Ultra-high temperatures also present many challenges to conventional fracturing fluid chemistry, said Bart Waltman, product manger, sand control fluids, Halliburton. “So we are working on developing chemicals and other technologies to handle and sustain fluid properties to carry proppant to stimulate wells over 400°F.”
HPHT environments dictate that modeling be utilized to reduce the chance of failure. “Pressure and temperature affect the tubing and cause it to expand and contract,” said Bruce Techentien, Halliburton’s senior technical advisor, completion tools and sand control. “It is important to settle on our best completion option for the reliability and long life of the well, and then model that so we can determine what we’re going to do for the life of the well and what happens as the well is produced and as pressures and temperatures change.”
Intelligent well completion technology also is being pushed to handle ultra-high temperatures. “Our latest generation electronic monitoring systems offer high levels of reliability at temperatures up to 400°F,” said Colin McKay, product line manager, WellDynamics for Halliburton. “We’re now developing fiber optic technology that will withstand temperatures in excess of 400°, enabling our customers to reliably monitor wells in even the most stringent environments.”
Tom Swan, product manger for subsurface safety valves and flow controls, Halliburton, commented that the company is also developing HPHT subsurface tubing-retrievable safety valves with psi that exceeds 20,000 lb.
Among the products Baker Hughes is developing are Premier Packers for intelligent well and non-intelligent well completed formations; intervention-less setting devices that will allow the use of hydraulic systems without the use of wireline, coiled tubing or jointed pipe interventions; mechanical and hydraulic flow control devices, such as the ORBIT valve and a line of REALM subsurface safety valves for deepwater and HPHT environments.
“In these deep environments, the rate of return in the flow is absolutely crucial, so our clients are requesting we stay within the constraints of standard product offerings normally used in 9 5/8-in. through 10 ¾-in. casings, but get the ID as big as we possibly can to achieve appreciable flow rates,” Mr Naquin said. “A typical field that normally would have 20 to 30 wells is now going to be developed with 10 or 15 wells.
“We’re developing completion systems that will allow us to complete wells at these greater temperatures and ratings,” he added. “We’re also developing products that will allow us to do flow control at those temperatures and ratings, as well as safety devices that will allow us to control the flow if a catastrophic event were to happen.”
In intelligent well technology, Baker Hughes is developing products to eliminate interventions and tools to provide real-time pressure temperatures and downhole flow measurements. “There’s been a certain level of market acceptance for IW in 7,500 to 10,000 psi applications,” said Jesse Constantine, product line manager for intelligent well completions. “Now, the obvious step change is to go to 15,000-psi working pressures and 350°F and above applications.
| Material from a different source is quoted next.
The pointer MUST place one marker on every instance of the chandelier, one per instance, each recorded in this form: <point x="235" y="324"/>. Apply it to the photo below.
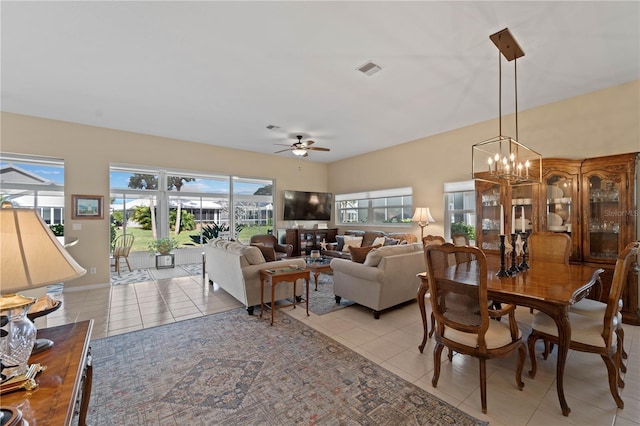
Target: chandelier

A huge driver in this is eliminating the need to move a rig back on location and the risk of having to do an intervention.”
“Much of the sensing technology, whether electric or fiber optic, is already developed and usable in the ultra-deep environments,” he continued. “We can achieve very high resolution and can actually measure .001 psi, which gives us much better insight into the reservoir performance. We can see sooner, and with greater accuracy, water or gas breakthroughs while they are happening.”